Reporters sans frontières exige une enquête rapide et sérieuse sur ce crime odieux. La violence de l’attaque indique clairement que les agresseurs ne voulaient pas laisser la vie sauve au journaliste. Nous mettons en garde les autorités sur le fait que l’impunité est toujours un encouragement pour les malfaiteurs. Lutter contre est le premier pas vers la mise en place d’un cadre propice au travail d’une presse indépendante et pluraliste. Ce crime ne doit être en aucun cas le prélude à une nouvelle vague de violences contre des journalistes, en diminution depuis un an, notamment en raison de l’exil de nombreux professionnels des médias.

Gnanasundaram Kuhanathan a été attaqué près de son domicile, vendredi 29 juillet vers 18h30, par plusieurs hommes armés de barres de fer qui l’attendaient. Transporté à l’hôpital, le journaliste a été placé sous assistance respiratoire, en soins intensifs, à l’hôpital de Jaffna. Il pourrait être transporté vers Colombo, la capitale, si son état l’exige. Uthayan est un journal d’opposition qui défend les intérêts de la communauté tamoule. Il est de sensibilité proche de l’Alliance nationale tamoule, parti politique qui a gagné les dernières élections locales, le 23 juillet dernier.

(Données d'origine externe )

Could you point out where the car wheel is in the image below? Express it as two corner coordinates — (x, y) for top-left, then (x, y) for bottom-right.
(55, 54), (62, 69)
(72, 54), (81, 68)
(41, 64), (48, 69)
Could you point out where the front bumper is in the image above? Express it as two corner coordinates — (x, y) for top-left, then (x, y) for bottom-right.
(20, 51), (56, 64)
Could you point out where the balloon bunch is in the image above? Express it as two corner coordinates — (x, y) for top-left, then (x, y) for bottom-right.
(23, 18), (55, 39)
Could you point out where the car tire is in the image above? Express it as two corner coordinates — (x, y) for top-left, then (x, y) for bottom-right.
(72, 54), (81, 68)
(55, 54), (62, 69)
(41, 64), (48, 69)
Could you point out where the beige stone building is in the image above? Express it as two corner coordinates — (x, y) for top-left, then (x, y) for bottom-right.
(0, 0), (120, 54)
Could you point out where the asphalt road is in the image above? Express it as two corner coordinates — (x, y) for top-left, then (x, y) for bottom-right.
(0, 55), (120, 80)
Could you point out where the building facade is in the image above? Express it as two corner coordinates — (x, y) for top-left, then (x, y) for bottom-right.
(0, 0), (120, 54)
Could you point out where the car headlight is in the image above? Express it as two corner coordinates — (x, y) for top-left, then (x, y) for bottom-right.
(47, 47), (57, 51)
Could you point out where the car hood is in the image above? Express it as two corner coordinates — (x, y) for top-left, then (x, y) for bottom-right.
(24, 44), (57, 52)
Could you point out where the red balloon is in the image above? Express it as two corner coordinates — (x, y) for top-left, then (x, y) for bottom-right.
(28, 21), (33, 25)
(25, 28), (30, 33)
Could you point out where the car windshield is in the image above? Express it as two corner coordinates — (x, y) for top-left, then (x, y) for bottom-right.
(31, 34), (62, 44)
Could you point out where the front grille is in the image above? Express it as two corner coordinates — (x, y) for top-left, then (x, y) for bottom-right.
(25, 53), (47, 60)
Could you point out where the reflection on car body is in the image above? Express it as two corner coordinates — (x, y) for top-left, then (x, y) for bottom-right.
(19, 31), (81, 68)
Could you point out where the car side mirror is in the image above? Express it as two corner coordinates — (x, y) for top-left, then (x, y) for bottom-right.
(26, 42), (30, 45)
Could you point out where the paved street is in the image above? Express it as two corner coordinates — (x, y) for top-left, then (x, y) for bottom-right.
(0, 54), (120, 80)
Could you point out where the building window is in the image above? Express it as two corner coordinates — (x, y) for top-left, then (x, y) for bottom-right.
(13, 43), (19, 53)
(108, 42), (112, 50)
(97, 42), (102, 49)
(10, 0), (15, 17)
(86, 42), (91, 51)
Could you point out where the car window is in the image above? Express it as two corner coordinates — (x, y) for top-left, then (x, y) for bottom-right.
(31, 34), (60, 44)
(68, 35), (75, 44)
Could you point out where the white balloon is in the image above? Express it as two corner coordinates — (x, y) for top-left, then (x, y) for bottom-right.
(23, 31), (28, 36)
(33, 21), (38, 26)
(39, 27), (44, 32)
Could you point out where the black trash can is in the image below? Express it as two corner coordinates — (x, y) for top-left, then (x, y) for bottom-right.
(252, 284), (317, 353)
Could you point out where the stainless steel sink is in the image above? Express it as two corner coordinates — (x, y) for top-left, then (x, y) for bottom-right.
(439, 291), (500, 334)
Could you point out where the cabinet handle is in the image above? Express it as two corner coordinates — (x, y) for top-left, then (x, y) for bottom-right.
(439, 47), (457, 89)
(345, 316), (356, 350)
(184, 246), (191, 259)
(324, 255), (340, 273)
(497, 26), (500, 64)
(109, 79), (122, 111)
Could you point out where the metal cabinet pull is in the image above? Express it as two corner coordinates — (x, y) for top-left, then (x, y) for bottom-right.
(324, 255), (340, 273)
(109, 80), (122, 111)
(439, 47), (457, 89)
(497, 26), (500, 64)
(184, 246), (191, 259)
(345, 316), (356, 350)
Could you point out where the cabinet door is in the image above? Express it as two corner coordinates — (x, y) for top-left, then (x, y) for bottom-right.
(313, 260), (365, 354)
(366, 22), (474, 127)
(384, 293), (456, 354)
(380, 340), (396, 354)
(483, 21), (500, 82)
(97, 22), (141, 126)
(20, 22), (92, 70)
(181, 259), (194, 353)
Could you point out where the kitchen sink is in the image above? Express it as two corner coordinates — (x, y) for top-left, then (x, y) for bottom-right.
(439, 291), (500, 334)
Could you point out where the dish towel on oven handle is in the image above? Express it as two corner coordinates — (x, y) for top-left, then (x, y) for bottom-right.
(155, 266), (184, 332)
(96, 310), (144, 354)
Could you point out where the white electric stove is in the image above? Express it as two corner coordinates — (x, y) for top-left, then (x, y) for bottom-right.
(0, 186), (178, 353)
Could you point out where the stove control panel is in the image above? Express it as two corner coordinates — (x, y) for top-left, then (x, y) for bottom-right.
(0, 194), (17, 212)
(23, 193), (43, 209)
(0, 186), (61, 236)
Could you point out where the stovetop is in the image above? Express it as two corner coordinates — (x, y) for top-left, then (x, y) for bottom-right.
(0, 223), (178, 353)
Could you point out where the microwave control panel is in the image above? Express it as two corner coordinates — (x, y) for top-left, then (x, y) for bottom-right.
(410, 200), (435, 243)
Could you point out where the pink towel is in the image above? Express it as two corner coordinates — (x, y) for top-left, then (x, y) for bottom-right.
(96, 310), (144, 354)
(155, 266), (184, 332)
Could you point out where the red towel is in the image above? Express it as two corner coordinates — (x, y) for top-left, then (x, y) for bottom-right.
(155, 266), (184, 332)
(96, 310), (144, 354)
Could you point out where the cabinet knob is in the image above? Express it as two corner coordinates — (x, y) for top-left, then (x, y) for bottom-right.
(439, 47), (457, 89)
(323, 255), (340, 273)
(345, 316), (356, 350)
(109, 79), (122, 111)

L’agression s’est produite alors que les violences contre les professionnels de la presse ont globalement diminué depuis 2010. Mais menaces et intimidations restent monnaie courante au Sri Lanka, sans que cela n’attire l’attention nécessaire de l’appareil judiciaire.

C’est également la deuxième agression contre un journaliste d’Uthayan en deux mois. Le 28 mai dernier, le reporter S. Kavitharan avait été attaqué par des hommes armés alors qu’il se rendait à son bureau.

Quatre journalistes ont été tués en lien avéré avec leur travail depuis 2008 au Sri Lanka. Le célèbre caricaturiste Prageeth Eknaligoda est toujours porté disparu depuis janvier 2010. Ces affaires n’ont jamais été élucidées. Plus de 50 journalistes et militants de la liberté de la presse ont dû fuir le pays car leurs vies étaient en danger ces dernières années.